The Cavaliere, that is, th’aristocrat: “The first principle of the science of felicity is not to succumb to indignation or self-pity.” (A man unable to speak the word happiness.)
The five renamed months of the short-lived Republic in Naples: “Piovoso (rainy), Ventoso (windy), Germile (budding), Fiorile (flowering), and Pratile (meadowed) . . .”

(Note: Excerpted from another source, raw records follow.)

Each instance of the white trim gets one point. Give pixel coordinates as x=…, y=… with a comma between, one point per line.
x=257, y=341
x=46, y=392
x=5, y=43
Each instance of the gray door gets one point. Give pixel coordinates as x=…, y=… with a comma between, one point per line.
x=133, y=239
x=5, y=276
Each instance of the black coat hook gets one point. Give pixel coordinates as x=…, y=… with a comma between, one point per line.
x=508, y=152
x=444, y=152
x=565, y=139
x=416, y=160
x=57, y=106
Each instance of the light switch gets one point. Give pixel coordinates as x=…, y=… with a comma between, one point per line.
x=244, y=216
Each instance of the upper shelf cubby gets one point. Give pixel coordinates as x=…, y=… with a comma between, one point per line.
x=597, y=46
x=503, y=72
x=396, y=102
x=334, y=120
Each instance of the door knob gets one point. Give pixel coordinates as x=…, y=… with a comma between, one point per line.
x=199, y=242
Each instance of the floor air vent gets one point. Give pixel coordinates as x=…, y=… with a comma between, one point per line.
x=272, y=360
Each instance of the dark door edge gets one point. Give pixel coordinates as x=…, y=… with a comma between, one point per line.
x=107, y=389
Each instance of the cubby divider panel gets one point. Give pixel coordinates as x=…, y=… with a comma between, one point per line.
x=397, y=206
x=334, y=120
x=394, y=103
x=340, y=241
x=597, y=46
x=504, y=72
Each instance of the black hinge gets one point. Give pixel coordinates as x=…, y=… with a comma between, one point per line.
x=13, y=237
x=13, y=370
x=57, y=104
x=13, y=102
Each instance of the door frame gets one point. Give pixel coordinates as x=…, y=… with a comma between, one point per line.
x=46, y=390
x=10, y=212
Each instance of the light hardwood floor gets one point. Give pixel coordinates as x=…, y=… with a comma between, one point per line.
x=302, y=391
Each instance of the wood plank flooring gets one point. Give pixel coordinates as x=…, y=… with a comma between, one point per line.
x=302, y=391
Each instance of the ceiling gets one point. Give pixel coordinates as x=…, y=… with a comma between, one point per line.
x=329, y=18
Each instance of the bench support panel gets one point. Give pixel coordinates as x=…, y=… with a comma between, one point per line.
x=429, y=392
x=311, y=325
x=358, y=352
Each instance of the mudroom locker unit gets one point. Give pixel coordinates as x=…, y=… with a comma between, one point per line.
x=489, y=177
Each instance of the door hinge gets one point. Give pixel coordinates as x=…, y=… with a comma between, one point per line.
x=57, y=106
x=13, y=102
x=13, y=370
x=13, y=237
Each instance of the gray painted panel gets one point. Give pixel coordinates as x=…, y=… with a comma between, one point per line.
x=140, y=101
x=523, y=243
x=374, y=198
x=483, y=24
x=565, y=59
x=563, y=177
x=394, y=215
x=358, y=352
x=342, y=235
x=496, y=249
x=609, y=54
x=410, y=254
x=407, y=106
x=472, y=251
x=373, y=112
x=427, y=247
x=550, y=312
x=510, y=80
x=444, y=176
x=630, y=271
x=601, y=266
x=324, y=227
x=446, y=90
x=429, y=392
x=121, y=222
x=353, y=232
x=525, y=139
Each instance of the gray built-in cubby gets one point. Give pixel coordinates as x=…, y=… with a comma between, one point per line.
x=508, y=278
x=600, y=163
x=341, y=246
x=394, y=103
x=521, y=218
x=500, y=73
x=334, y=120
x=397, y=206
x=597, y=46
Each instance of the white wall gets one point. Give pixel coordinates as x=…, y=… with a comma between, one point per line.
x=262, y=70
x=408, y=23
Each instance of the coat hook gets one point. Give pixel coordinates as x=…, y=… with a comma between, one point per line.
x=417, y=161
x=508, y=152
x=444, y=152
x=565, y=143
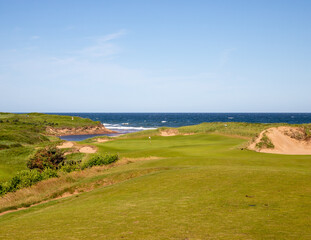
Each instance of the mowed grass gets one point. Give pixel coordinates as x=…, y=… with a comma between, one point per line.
x=208, y=189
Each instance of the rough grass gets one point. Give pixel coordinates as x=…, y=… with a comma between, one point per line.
x=21, y=134
x=211, y=190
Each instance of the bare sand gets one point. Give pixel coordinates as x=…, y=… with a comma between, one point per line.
x=169, y=132
x=283, y=143
x=87, y=150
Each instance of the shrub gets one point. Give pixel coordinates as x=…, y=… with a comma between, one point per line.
x=70, y=166
x=99, y=160
x=26, y=178
x=50, y=157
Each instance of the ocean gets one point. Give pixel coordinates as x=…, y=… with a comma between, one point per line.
x=133, y=122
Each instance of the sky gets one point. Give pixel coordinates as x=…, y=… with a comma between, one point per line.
x=155, y=56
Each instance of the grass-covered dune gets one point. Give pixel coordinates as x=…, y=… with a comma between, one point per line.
x=21, y=134
x=200, y=186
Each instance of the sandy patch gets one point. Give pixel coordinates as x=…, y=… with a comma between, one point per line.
x=87, y=150
x=283, y=143
x=169, y=132
x=141, y=159
x=66, y=145
x=101, y=140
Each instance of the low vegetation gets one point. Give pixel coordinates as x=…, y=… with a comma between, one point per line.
x=227, y=191
x=265, y=142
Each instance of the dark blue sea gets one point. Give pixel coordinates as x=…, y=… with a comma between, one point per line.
x=133, y=122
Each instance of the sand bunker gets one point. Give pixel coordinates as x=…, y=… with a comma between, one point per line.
x=169, y=132
x=285, y=141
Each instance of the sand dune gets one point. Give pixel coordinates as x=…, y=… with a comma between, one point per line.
x=284, y=141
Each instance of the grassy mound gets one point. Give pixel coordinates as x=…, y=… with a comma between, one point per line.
x=200, y=187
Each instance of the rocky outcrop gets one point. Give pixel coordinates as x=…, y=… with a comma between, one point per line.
x=98, y=129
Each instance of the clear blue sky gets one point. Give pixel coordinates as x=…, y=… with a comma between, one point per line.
x=155, y=56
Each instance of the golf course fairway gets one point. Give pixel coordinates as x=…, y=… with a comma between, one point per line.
x=202, y=186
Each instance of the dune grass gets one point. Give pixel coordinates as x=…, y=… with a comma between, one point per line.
x=21, y=134
x=205, y=187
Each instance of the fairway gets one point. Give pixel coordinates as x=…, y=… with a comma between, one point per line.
x=202, y=187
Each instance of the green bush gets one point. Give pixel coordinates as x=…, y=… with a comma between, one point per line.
x=70, y=166
x=26, y=178
x=99, y=160
x=50, y=157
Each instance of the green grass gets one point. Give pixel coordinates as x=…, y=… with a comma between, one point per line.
x=205, y=188
x=21, y=134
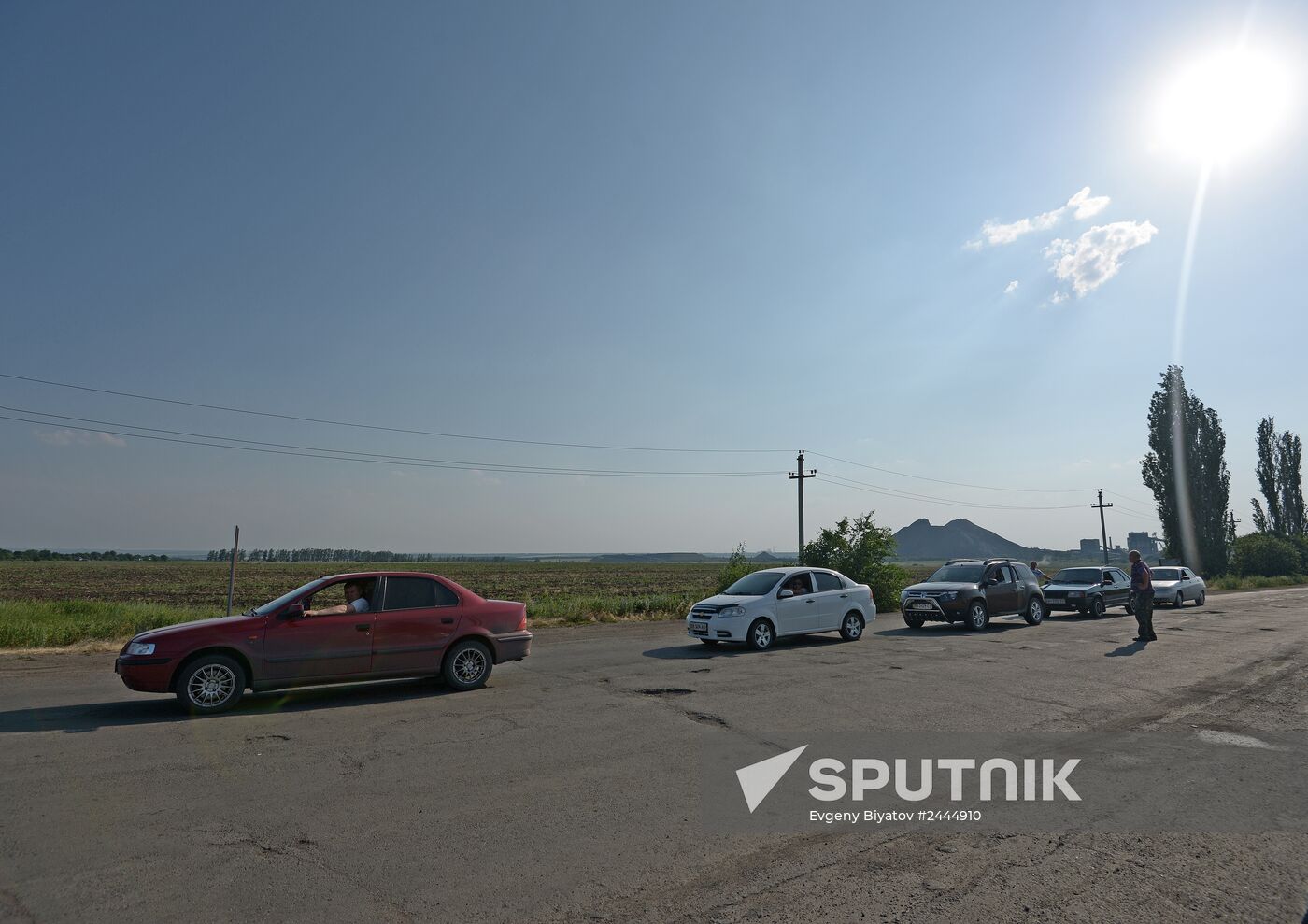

Cartolina francobollo annullo postale: a memoria del 1779 (Commemorative stamp).Sontag offers the last word to Eleonora de Fonseca Pimentel, publisher of the principal newspaper of the Republic, executed: “I was born into that world, I belonged to that class, I experienced the charms of that very agreeable life, I rejoiced in its unlimited vistas of knowledge and skill. How naturally human being s adapt to abjection, to lies, and to unearned prerogatives. Those whom birth or appropriate forms of ambition have placed inside the circle of privilege would have to be dedicated misfits—disablingly sanctimonious or bent on self-deprivation—not to enjoy themselves. But those whom birth or revolt have cast outside, where most beings on this earth live, would have to be obtuse or slavish in temperament not to see how disgraceful it is that so few monopolize both wealth and refinement, and inflict such suffering on others.”
And: “I cannot forgive those who did not care about more than their own glory or well-being. They thought they were civilized. They were despicable. Damn them all.”